Lexipedia

Rennwald Jean-Claude · Nationalrat · 2008-09-24

Rennwald Jean-Claude · Nationalrat · Jura · Sozialdemokratische Fraktion · 2008-09-24

Wortprotokoll

Je constate que depuis un certain temps le débat sur la réduction du temps de travail a été pratiquement enterré. J'en veux pour preuve que dans ce domaine la dernière grande réforme remonte à 1988, avec l'introduction de la semaine de 40 heures dans l'horlogerie et la métallurgie. Ce débat est tellement enterré qu'aujourd'hui certains à droite et dans les milieux économiques relèvent ou essaient de relever le temps de travail. On connaît à ce propos le fameux slogan de Nicolas Sarkozy, "Travailler plus pour gagner plus", alors que son dispositif sur les heures supplémentaires est une véritable catastrophe! On augmente le temps de travail dans un certain nombre d'entreprises étrangères, mais aussi dans notre pays, où une partie du personnel de la Migros est passée de 41 à 43 heures par semaine. On a voulu faire la même chose chez Lonza, mais dans ce cas on a échoué, grâce à la résistance syndicale et à la résistance des travailleurs.

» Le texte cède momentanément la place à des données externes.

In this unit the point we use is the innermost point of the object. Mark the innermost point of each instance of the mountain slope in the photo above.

Je m'étonne que de tels projets reviennent sur le tapis aujourd'hui, puisque dans l'histoire l'un des premiers à relever la durée du travail n'a été autre que le maréchal Pétain! Alors, dans ces circonstances, pourquoi demander une réduction du temps de travail, sous la forme d'une semaine de quatre jours? J'aimerais tout d'abord souligner que pour moi la croissance économique est le moteur de la création de nouveaux emplois. Il n'en reste pas moins qu'à croissance égale une réduction du temps de travail permet de générer des emplois supplémentaires, comme l'ont montré différentes expériences, par exemple la semaine de 28 heures chez Volkswagen, ou la semaine de 35 heures en France, qui malgré quelques défauts a tout de même permis de générer quelque 300 000 emplois.

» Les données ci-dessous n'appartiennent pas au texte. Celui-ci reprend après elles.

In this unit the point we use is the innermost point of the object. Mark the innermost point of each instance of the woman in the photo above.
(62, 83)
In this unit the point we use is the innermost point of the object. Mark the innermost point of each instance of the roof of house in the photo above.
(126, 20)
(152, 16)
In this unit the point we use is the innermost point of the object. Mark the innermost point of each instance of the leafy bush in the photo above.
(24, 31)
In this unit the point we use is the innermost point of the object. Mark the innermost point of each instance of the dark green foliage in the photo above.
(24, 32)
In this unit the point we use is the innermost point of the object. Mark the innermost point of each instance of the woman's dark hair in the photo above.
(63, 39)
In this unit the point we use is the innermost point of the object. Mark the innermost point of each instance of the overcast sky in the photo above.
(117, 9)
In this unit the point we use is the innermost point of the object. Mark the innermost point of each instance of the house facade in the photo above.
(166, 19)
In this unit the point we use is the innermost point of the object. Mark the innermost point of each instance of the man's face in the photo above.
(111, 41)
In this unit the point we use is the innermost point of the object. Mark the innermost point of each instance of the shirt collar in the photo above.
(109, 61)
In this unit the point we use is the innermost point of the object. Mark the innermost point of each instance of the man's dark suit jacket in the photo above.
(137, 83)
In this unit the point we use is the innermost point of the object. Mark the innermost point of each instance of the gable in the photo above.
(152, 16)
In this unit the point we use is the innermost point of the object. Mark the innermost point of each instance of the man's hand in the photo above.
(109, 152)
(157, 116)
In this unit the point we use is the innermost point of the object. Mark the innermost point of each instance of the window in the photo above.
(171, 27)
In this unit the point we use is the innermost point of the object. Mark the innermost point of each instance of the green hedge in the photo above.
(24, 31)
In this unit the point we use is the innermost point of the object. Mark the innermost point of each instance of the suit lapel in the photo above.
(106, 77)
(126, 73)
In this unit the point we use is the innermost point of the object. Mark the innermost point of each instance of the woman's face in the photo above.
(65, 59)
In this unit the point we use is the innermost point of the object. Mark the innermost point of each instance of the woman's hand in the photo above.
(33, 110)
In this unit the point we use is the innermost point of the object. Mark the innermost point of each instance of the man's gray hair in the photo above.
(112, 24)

J'ajoute qu'à nombre d'heures égal, l'effet d'une semaine de quatre jours sur l'emploi est nettement plus important qu'une réduction linéaire de la durée du travail, comme on a pu le constater au moyen de plusieurs expériences menées en France, notamment dans l'agroalimentaire. Et puis en matière de durée du travail, la Suisse est à la traîne de l'Europe: tous secteurs économiques confondus, les Suisses travaillent encore plus de 42 heures par semaine, soit 2 heures de plus que la moyenne des Européens. C'est dire que dans ce domaine un effort de rattrapage s'impose.

J'ajoute, et cela est fondamental du point de vue du partenariat social, que mon initiative parlementaire est conçue comme une sorte de "loi-balai", en ce sens que pour parvenir à la réduction du temps de travail proposée, la priorité est donnée à la négociation conventionnelle, les normes législatives n'intervenant qu'à titre subsidiaire, et ceci dès 2015.

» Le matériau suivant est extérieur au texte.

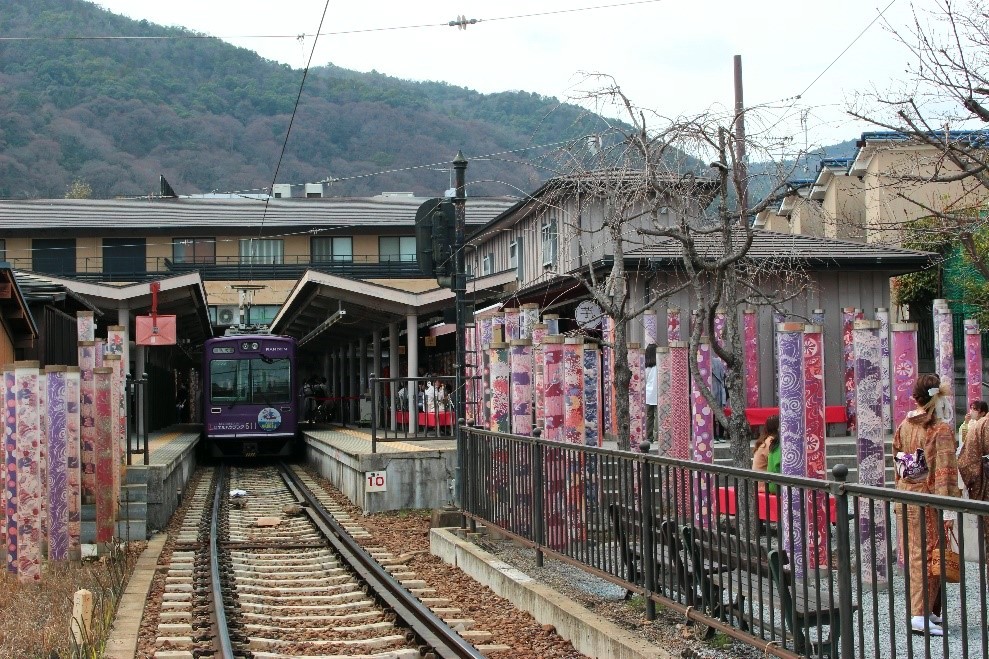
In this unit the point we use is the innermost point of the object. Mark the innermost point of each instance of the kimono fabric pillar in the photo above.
(882, 315)
(945, 365)
(58, 466)
(72, 452)
(104, 414)
(750, 338)
(555, 464)
(702, 449)
(573, 433)
(10, 465)
(789, 340)
(848, 351)
(539, 384)
(815, 455)
(636, 396)
(973, 361)
(870, 439)
(30, 489)
(87, 422)
(905, 370)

Enfin, comme vous l'aurez constaté, en affectant la moitié de la réduction du temps de travail au temps libre et l'autre moitié à la formation continue, je souhaite démontrer que les travailleuses et les travailleurs ne veulent pas seulement travailler moins pour se détendre et se reposer, mais aussi pour s'adapter à des mutations technologiques toujours plus rapides, adaptation qui sera non seulement dans l'intérêt des salariés mais aussi dans celui des entreprises.

Pour toutes ces raisons, je vous demande de donner suite à mon initiative parlementaire.